From here on out, everything the Los Angeles Clippers as a team – which means the players and head coach Doc Rivers, separated from the racist being of their owner, Donald Sterling, stands the test of separating what’s important and what isn’t, by trying to win a basketball game followed by another; winning in the playoffs, even thinking about a championship, while trying to make it about themselves and the fans, not the guy who owns the rights to the franchise from the NBA.
Because that’s how it should be called: The NBA owns the team more or less, and gives out franchise rights to multi-millionaires. Sometimes these guys turn out to be racist. Sometimes they always were, but people were living to live with a certain level of it, until it hit everyone in the face in a way that could no longer be ignored.
And that’s something Clippers players need to live with right now. Maybe their 21 points loss at Golden State had nothing to do with the whole Sterling scandal. Maybe their minds were completely focused on the game. They did the black socks thing, held a team meeting and wore the long sleeve jerseys upside down, not showing the name of the organization. Right now, there’s not much else they can do.

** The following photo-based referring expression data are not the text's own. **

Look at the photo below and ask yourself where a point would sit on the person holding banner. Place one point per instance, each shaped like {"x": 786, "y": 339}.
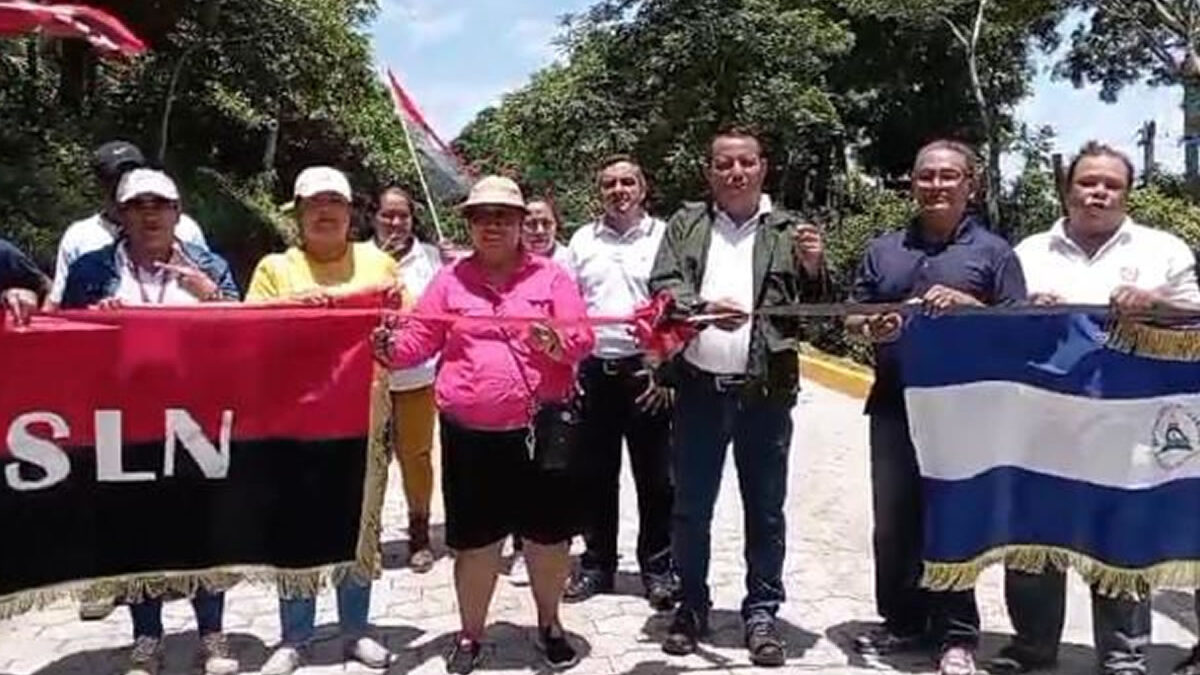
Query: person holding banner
{"x": 1096, "y": 255}
{"x": 502, "y": 473}
{"x": 540, "y": 231}
{"x": 324, "y": 266}
{"x": 21, "y": 284}
{"x": 413, "y": 410}
{"x": 737, "y": 381}
{"x": 149, "y": 266}
{"x": 623, "y": 404}
{"x": 111, "y": 162}
{"x": 943, "y": 258}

But trying to make the separation in their own minds between the owner of the team and the team itself: The fans, players, staff and head coach, who has already said that this whole scandal means he doesn’t really know what he’ll do next season, is extremely difficult.

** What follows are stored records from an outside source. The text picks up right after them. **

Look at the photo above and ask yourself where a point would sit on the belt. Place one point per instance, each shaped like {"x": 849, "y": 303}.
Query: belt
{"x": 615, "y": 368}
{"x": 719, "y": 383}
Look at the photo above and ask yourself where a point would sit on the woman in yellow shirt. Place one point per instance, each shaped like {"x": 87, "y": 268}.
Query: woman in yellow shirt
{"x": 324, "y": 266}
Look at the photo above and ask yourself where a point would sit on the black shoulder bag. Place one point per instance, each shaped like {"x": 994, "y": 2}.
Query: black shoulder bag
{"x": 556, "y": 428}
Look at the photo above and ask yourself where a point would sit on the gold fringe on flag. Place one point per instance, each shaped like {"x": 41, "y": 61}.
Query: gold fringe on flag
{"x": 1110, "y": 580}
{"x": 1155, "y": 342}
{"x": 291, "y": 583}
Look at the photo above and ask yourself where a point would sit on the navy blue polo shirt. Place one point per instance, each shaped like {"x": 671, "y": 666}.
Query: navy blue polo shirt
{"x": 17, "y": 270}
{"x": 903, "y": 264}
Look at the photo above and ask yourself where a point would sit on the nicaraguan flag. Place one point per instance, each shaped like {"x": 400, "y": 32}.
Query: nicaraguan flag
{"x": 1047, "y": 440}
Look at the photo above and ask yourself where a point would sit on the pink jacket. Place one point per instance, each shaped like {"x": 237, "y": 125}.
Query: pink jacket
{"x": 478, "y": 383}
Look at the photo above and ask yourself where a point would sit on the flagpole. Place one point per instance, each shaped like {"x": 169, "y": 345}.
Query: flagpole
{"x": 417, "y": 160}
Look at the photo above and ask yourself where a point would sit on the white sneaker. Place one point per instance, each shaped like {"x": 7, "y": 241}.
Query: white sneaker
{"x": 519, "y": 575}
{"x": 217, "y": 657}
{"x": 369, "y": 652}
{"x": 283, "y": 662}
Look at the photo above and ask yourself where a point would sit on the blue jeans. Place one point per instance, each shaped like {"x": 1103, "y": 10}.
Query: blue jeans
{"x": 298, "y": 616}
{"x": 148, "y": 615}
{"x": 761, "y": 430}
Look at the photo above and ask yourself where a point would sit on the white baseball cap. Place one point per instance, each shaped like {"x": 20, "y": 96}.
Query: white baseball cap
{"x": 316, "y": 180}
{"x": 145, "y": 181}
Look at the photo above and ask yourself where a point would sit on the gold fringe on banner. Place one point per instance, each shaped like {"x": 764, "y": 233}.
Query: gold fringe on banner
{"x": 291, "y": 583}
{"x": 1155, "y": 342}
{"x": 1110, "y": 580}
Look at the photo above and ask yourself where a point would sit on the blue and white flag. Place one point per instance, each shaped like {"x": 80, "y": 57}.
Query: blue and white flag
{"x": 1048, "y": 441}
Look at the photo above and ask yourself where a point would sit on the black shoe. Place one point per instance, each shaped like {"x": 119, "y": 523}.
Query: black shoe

Does team preparation; Watching video, looking at strategies and plays on the board, overall practice before the game; become something they do automatically, without having everything going on outside and probably inside their building as well, or is every moment of being at work a problem for them to deal with?

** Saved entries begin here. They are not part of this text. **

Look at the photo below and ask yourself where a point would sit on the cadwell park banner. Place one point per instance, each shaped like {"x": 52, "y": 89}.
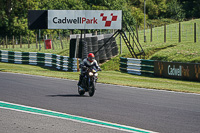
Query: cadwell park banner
{"x": 185, "y": 71}
{"x": 75, "y": 19}
{"x": 84, "y": 19}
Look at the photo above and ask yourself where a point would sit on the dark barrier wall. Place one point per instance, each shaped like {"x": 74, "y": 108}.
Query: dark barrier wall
{"x": 37, "y": 19}
{"x": 186, "y": 71}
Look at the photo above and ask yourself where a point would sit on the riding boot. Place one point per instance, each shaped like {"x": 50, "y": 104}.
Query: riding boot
{"x": 80, "y": 80}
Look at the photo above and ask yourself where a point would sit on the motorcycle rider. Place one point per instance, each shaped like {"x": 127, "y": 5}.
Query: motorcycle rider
{"x": 88, "y": 62}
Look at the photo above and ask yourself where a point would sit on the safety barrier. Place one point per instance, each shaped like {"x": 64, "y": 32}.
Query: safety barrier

It’s impossible to compare athletes who play in the NBA to others who have regular jobs. The stakes are different, the money is different, the motivation and reason for being there is completely different. But basketball players like to stick it to the boss if it turns out the man signing their paychecks is also someone who prefers his front row seats be filled with people of the “right” ethnic background, and more importantly the “right” color.
How does this end for the Clippers? They still have a series to win, or try to at least, if their hearts are still in it. The West is stranger than we thought, and thinking about the Clippers mounting a championship challenge doesn’t sound far fetched at all. Or it didn’t until Sterling’s ugly insides were revealed. Now? No one knows. Maybe they’re broken, or given up. Maybe this makes them stronger. Both outcomes won’t surprise anyone.